Advances in robotics and AI are making robots increasingly capable and autonomous, but how will we ensure they understand what things they should or should not do? Our insight is that a competent robot collaborator should behave like a keen apprentice: humans are naturally skilled at social collaboration, and robots can exploit this fact to tap into their users’ natural abilities. This can be done by imbuing our robots with the equivalent of what cognitive scientists refer to as a “theory of mind”, the ability to reason about what others may be thinking, and importantly how they may be reasoning about our own thoughts. Cognitive scientists have shown that people can proficiently solve these mutual reasoning problems in order to teach and learn from each other, coordinate their actions, and work together. We have incorporated these cognitive models into the robot’s reasoning and decision making: at the core of our game-theoretic formulation is a naturally arising “pragmatic-pedagogic” equilibrium between what actions the human should take to indicate to the robot what the objective is and how the robot should, in turn, interpret these actions to update its understanding on the fly.

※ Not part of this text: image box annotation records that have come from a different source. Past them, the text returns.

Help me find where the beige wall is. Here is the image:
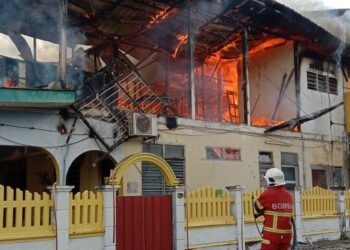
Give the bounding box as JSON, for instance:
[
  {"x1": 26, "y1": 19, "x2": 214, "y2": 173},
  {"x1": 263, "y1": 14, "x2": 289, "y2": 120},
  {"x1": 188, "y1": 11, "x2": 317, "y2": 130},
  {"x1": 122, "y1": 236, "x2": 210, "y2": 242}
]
[{"x1": 117, "y1": 119, "x2": 345, "y2": 191}]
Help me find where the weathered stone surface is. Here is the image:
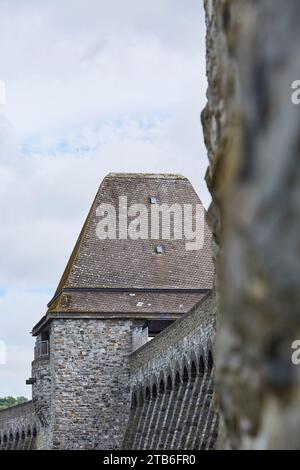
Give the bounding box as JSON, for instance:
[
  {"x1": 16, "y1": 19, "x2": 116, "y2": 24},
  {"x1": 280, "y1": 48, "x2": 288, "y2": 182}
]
[
  {"x1": 123, "y1": 294, "x2": 218, "y2": 450},
  {"x1": 202, "y1": 0, "x2": 300, "y2": 449},
  {"x1": 0, "y1": 401, "x2": 39, "y2": 450}
]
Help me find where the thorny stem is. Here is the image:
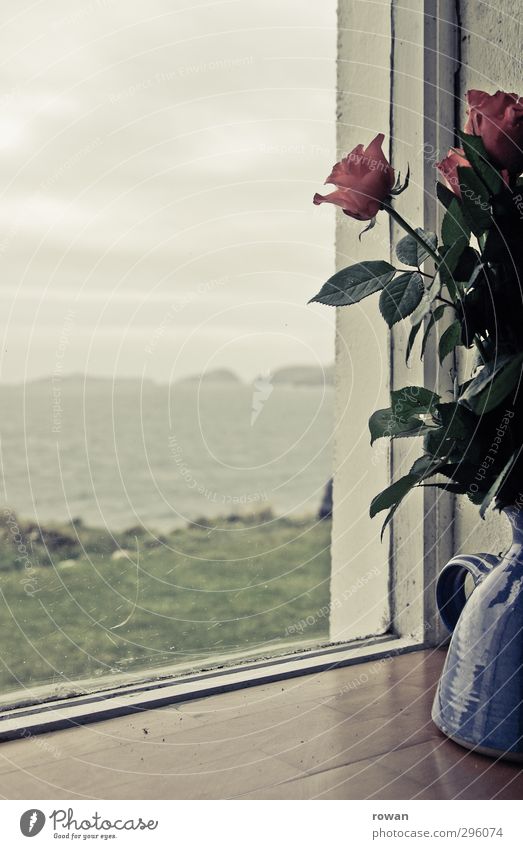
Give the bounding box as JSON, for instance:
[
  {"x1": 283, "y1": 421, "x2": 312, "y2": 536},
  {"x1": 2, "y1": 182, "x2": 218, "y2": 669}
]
[{"x1": 383, "y1": 201, "x2": 441, "y2": 263}]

As robots step out of factory floors and into our homes, workplaces and public space, they will gradually begin to work more closely with people and assist us in a growing range of tasks. This increase in autonomy and capability comes with an important challenge, referred to as “value alignment”: once a robot is able to take actions in the world very quickly and efficiently with little or no oversight, how does it ensure its actions are appropriate for its user’s objective? As the instructions we give our robots evolve from “hand me that object” to “help me make a sandwich”, many underlying decisions will be left to the robot’s interpretation: in order to achieve satisfactory performance, let alone maintain safety, the robot will need to follow its user’s lead to understand what kind of sandwich she wants, what part of the process it should help her with and, of course, not to wave the cutting knife uncomfortably close to her face. And since the user’s goals and preferences will change from one task to the next, the robot must infer them from her behavior, and the user will expect it to keep up! Our work on pragmatic-pedagogic reasoning integrates cognitive studies of human theory of mind into the robot’s planning, resulting in a tractable solution approach to the human-robot value alignment problem. We see this as a first step in what we believe will become an increasingly important challenge in robotics over the coming years.

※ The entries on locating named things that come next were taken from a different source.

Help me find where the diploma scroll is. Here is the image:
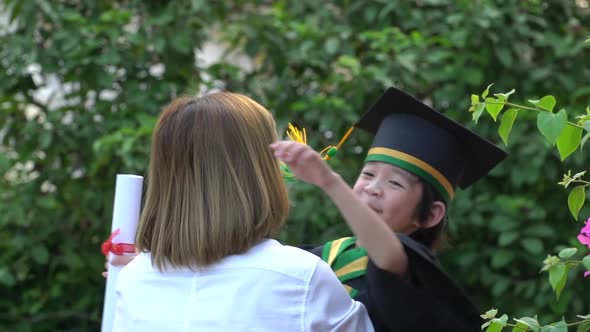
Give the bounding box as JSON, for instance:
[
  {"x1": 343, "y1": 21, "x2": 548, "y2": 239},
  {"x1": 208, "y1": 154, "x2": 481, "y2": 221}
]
[{"x1": 101, "y1": 174, "x2": 143, "y2": 332}]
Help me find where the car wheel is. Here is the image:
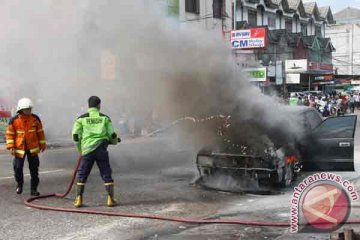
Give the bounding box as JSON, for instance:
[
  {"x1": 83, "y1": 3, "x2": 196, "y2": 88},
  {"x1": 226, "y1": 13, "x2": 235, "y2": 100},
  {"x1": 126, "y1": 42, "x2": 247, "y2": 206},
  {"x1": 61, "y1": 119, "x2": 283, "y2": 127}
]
[{"x1": 280, "y1": 164, "x2": 294, "y2": 188}]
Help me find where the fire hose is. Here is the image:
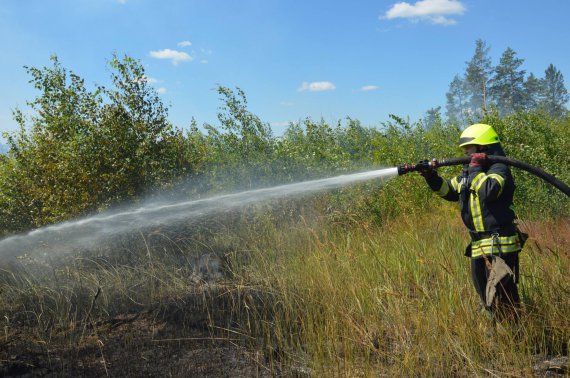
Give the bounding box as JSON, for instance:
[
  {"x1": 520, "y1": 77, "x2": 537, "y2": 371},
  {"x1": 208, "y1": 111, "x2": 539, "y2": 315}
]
[{"x1": 398, "y1": 155, "x2": 570, "y2": 197}]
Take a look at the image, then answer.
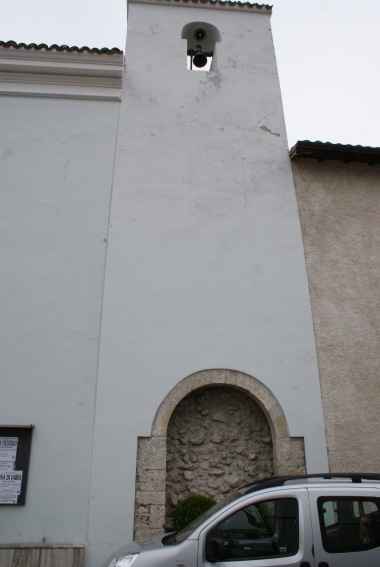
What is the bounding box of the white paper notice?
[0,437,18,464]
[0,471,22,504]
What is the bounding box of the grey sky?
[0,0,380,146]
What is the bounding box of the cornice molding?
[0,45,124,100]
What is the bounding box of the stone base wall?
[166,386,273,526]
[0,544,84,567]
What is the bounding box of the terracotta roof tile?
[0,41,123,55]
[130,0,273,9]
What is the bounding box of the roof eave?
[289,140,380,165]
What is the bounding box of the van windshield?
[162,490,242,545]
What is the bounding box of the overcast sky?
[0,0,380,146]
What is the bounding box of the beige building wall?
[292,157,380,472]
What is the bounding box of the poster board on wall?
[0,425,33,506]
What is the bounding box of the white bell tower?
[90,0,328,564]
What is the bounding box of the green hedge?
[170,494,215,531]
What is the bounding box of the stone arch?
[134,370,305,539]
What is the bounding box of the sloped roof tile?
[0,41,123,55]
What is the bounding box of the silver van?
[104,473,380,567]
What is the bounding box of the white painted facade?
[0,1,328,567]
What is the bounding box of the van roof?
[240,473,380,494]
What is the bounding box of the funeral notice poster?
[0,437,22,504]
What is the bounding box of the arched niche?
[134,369,305,539]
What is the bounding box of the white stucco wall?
[0,91,119,544]
[88,3,327,565]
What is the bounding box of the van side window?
[318,497,380,553]
[209,498,299,561]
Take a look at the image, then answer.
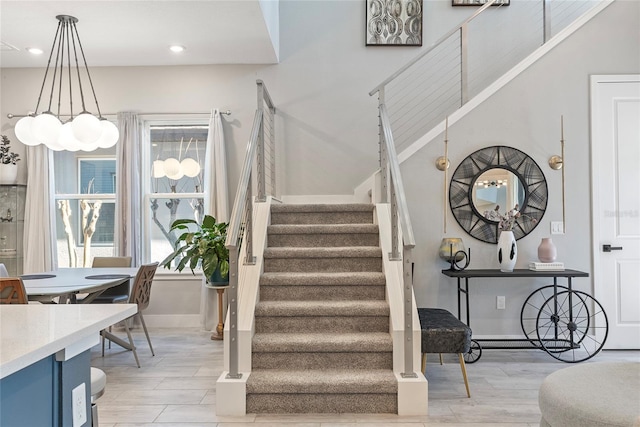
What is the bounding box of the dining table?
[21,267,144,358]
[20,267,138,304]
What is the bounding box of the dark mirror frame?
[449,145,549,243]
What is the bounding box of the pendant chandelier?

I am interested in the challenge of introducing robotics and AI into the public space, allowing autonomous systems to safely and efficiently interact with people. My research seeks to bring together techniques from control and decision theory, machine learning, and cognitive science to design human-centered systems that can leverage synergies and guarantee safety. In particular, I have done research in safe reinforcement learning for robotics, collision-free trajectory generation for large multi-vehicle fleets and increasing fluency in human-robot collaboration.
I am a Ph.D. Candidate in AI and Robotics at UC Berkeley. A control theorist by training, I obtained my engineering degree from the Universidad Politécnica de Madrid in Spain and a masters in aerospace from Cranfield University in the UK. As a part of my training, I have also worked in the industry for brief periods of time, including Aerialtronics in 2012 and Apple in 2016.